The full team, written out

So when someone asks you what the solo founder stack of 2026 is, here is the honest answer.

Your engineer is Claude Code, set up with a CLAUDE.md, the skills you wrote for it, and the MCP integrations to your real systems. Your back office is the five pipelines you sold yourself before you sold them to anyone else. Your marketing team is Higgsfield Marketing Studio with Hermes Agent running the research, the strategy, and the production end to end. Your face on the internet is the AI persona you locked in once and use forever.

Five jobs. One person. Zero hires.

This is not a tools list. It is a team chart.

The companies that hit a million dollars in revenue with one person on the cap table over the next two years are going to be the ones that figured out the team chart first.

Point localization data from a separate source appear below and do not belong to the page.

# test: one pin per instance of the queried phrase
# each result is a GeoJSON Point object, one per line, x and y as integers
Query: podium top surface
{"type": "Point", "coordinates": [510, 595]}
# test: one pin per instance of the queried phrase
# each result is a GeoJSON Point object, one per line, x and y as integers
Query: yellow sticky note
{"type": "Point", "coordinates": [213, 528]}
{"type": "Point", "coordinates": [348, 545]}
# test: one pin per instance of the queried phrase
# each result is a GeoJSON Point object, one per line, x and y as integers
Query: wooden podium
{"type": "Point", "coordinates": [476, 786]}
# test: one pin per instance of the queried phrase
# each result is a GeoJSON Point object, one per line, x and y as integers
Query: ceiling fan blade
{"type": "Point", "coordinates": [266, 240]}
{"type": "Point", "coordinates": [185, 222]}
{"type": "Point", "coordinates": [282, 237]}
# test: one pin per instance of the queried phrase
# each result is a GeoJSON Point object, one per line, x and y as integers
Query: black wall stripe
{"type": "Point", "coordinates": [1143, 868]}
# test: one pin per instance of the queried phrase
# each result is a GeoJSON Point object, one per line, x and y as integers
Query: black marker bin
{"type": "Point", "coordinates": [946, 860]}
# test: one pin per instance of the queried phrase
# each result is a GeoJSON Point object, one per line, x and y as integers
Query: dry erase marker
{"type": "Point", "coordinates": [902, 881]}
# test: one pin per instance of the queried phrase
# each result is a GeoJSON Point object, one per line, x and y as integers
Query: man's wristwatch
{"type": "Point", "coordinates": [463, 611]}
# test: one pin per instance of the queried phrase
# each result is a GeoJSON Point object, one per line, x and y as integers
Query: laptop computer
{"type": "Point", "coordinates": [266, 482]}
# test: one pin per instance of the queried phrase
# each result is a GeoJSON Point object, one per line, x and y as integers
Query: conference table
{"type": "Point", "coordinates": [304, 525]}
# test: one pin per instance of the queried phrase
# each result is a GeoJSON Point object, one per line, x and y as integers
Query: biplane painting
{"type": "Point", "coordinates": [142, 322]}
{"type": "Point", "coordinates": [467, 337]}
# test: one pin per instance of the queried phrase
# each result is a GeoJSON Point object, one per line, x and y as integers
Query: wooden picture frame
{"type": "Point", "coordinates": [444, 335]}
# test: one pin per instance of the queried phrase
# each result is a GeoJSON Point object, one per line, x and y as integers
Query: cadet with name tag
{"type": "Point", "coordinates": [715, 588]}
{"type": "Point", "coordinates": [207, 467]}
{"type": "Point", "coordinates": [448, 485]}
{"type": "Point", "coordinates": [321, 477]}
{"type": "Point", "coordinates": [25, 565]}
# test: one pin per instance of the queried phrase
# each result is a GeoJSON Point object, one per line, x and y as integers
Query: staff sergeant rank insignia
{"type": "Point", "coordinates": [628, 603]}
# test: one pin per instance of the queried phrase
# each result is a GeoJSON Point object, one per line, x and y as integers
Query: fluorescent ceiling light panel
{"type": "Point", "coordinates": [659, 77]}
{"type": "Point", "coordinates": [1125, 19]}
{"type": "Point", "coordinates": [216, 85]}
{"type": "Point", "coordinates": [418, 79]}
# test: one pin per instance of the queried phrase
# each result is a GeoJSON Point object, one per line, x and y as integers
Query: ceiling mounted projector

Not the ones with the best models. Not the ones with the most credits. The ones who realised the bottleneck stopped being the product a long time ago and the work to fill the rest of the chart is the work that pays.

The agents are public. The pipelines are buildable in a weekend. Higgsfield Marketing Studio is one URL away. The stack is sitting on the table.

The next wave of $1M solo founders are not waiting for permission. They are setting up the team chart while everyone else argues about which model is best.

Pick the first job to hand off. Build the workspace around it. Run it for a week. Hand off the next.

A month from now you will look up and notice you have a company.